Hector the Dachshund had quickly learned about the IMPORTANT issue of going outside in order to urinate and defecate. The family had gone on and on about this particular behaviour right from the moment he had come into the house as a youngster. The family understood that he did not have much control at first, but before too much time went by, Hector became more capable of controlling himself and understood where the home boundaries were compared to the outside areas in which he was allowed to relieve himself.
Hector also had a brief period as a puppy of piddling. This occurred when he was anxious or frightened or overly excited about particular situations. It sometimes occurred when his owners returned to the house, or new people came into the house or if he was disciplined. Hector had no control over this behaviour because it is the proper way puppies are to expected to show respect to their elders in a dog pack. It is the puppies way of saying I am being submissive!, Dont attack me!. Again, Hector was lucky because his family understood this and simply ignored the behaviour. They also made efforts to help Hector by not making greetings too exciting and waiting until he was quiet before they paid attention to him.
Hector had also made an early, major mistake of urinating in his families bed. Although this never happened again, it may have been an early effort at marking an important item in order to possess it. The family made it very clear to Hector that the bed belonged to them and his possessing it in such a manner was not on! He gave up on this item but it may have been a portent of things to come.

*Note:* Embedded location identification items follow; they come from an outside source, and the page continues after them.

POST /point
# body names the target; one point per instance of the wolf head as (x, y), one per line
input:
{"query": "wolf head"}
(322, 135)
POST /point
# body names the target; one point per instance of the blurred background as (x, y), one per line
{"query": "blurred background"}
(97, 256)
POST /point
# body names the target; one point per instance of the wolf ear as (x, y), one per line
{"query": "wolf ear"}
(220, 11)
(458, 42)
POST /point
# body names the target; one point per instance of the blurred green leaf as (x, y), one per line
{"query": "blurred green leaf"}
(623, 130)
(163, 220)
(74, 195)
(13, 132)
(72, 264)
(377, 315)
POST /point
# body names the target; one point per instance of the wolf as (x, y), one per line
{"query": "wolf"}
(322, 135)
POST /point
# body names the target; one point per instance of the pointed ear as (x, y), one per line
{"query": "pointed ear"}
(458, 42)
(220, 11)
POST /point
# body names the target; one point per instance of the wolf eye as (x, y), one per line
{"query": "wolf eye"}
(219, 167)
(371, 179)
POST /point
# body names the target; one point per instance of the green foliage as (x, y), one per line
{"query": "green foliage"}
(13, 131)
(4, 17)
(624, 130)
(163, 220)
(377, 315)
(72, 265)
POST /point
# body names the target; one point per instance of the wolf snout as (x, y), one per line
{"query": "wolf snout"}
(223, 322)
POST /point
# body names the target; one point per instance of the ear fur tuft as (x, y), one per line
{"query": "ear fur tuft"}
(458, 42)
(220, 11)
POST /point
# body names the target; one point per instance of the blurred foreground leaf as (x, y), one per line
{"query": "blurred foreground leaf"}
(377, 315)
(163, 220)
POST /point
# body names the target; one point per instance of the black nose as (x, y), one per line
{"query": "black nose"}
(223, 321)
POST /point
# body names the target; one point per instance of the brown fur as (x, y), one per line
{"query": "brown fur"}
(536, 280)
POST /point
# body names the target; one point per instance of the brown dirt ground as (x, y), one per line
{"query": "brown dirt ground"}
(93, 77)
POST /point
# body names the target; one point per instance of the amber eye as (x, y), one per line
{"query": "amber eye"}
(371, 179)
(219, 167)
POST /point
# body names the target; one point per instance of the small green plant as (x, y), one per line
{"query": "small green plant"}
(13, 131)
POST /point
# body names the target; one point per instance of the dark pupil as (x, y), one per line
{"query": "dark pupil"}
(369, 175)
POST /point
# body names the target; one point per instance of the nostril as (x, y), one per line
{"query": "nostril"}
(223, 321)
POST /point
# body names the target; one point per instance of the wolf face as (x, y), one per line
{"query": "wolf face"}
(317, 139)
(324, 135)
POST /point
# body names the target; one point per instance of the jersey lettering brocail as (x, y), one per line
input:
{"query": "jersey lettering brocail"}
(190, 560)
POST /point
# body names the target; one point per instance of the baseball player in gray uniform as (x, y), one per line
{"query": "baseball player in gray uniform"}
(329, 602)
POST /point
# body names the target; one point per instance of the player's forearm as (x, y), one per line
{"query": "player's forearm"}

Hector was growing up and beginning to do a lot of things that grown up dogs do. Hectors family did not want to neuter Hector because they did not want him to change. They liked Hector exactly they way he was. Until he began to urinate on upright surfaces in the house. This behaviour is what is called sexually dimorphic behaviour in that it usually occurs in uncastrated, male dogs. Sexually dimorphic simply means that the behaviour is controlled by the sexual biology of the animal, in this case, the hormone testosterone. It is an effort by the male dog to mark his territoryagainst other males and if it is going to be a problem, it will usually start when or slightly after the young dog begins to lift his leg to urinate. Lifting the leg is also sexually dimorphic behaviour.
Lifting the leg to urinate on vertical surfaces in the house should be differentiated from housetraining problems or piddling as described above. It will usually occurs in un-castrated, young males who have previously been well behaved in the house but has also been observed in castrated males and in females, as well. There is a tendency for the marking to be near the entrances to the house; i.e. a message left by the dog showing possession of the house. Close study of the dogs behaviour may reveal the stimuli triggering the urination. It may occur if a visitor arrives or when the dog is allowed in a room it does not often visit. Once used, the dog will have a tendency to be drawn back to the same spot. The behaviour can also be linked to a lack of a consistent hierarchy within the dogs household pack. Sometimes if the status of various members of the family pack is not settled, the dog will mark various objects of individuals in order to possess the item and therefore gain rank.
All of this information gives clues as to how to approach the problem behaviour. The owner might consider having their pet assessed as to the effect of castration. Some young dogs will stop marking behaviour if castration is completed early in their life. An assessment of the benefits of castration could be evaluated by having the dog treated with a chemical castration; e.g. delmadinone (Tardak). If there is a positive response when on Delmadinone, i.e. no marking behaviour, castration may be the answer for your dog. If you are against castration or if this test was unsuccessful, the following should be tried.
Make sure the dog has limited access to areas which he has previously marked. Clean the marked areas thoroughly with a strong odour eliminator.
Dont forget to praise him for lifting his leg in appropriate places, even to following him into the garden until you are sure he has the idea.
Consistency is the key to having a confident dog. Whatever behaviour program you decide to follow, make sure the whole family is involved so your dog is certain of what is expected of him.